Setbacks

You can’t do this. You’re worthless. You have tried so many times before and failed, what makes you think this time will be any different? You’ve already messed up, why even try?

How many times have you heard any of those statements or questions run through your mind? How many times has the voice inside voiced these words to you? Worse than that – how many times have you believed it?

This week has been a setback for me. I have been doing great up until this week. I have been exercising and I have been improving my eating. I started with a small goal. Its always easier to work on one small goal at a time rather than one huge goal. Time’s up! Verdict is……fail! I did not succeed in meeting that goal. My first thought was to give up and give in. I had failed. Why keep trying? Why reach for another goal I am going to miss? Why get my hope up to have it crushed again? What’s the use?

I could continue to think that. I could stay as I am and not try. But as a friend said how do we know if we don’t try? Life is too short to wonder what if. The only way we can know is if we go for it. Sure, we may miss the mark. But we will learn from it. And what we learn can be applied to our next attempt.

This week I seriously backtracked. I lapsed back into my old habits, my old ways. But I did not give up. To give up is to admit defeat. To give up is to throw in the towel. To give up is to quit trying. And I’m not about to do that.

Tomorrow is a new day. And any given point all I have to do is tell myself, “It’s time, let’s go” and I’m back in the game. And I will get there. And some things I learned from missing my 1st goal?

  1. My body is noticeable different when I am drinking mostly soda vs. drinking mostly water.
  2. If I overeat I now immediately recognize it and feel miserable – but in a different way. I can just tell it affects my body differently. And I don’t like how it feels
  3. If I eat the wrong kind of food my body feels differently.

Notice a pattern here? I have already started to learn how to listen to my body. Something I never did before. Still a failure? I don’t think so. Learning experience? Definitely. Worthless? No way. Waste of time? Hardly.

When I fell off track I didn’t beat myself up. I didn’t give up because I gave in. I agreed to keep going. And that is exactly what I will do.

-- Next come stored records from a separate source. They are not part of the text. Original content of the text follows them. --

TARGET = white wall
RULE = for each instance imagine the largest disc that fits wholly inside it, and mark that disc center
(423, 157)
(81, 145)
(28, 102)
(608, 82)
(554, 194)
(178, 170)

One more thing I learned. Above all, you have to listen to yourself first and foremost. A friend of mine told me they notice what I eat. This stuck with me. If they notice how many others do? It makes you wonder. And then a group of people go out to eat dinner and that friend is one of them. And you know they are going to notice. You know you are slacking and they are going to see that. You scan the menu and rack your brain. You panic trying to figure out what to order that isn’t too much, has enough protein, few carbs, etc. etc. Your brain goes dead and all you see is just food. Food you shouldn’t be eating. Your only option is to not eat. That’s the safest decision. Nope – this is fear driving you. This is where you realize I’m still okay if I make a wrong choice. I am still the same person. Will they notice your wrong choice? Of course? Will they encourage you to make better choices? Possibly. Will they call you out and tell you how horrible you are? I sure hope not! I made my choice and that was based on what I WANTED. Granted it wasn’t what I may have needed, but it was something.

And then you are having a group lunch tomorrow and realize once again this friend will see what you are eating. And you start to run through what you can do to avoid it. Or how you can get away without eating. Or what you can eat that will be the right choice. And again you realize that your choices – right or wrong – are just that. YOUR choices. No one else’s. Only you will know if they were right or wrong. Only you lives with the choices you make. So, even knowing they will be observing I will make my own choices and I will live with them. I may possibly learn from them, but life goes on and so do I.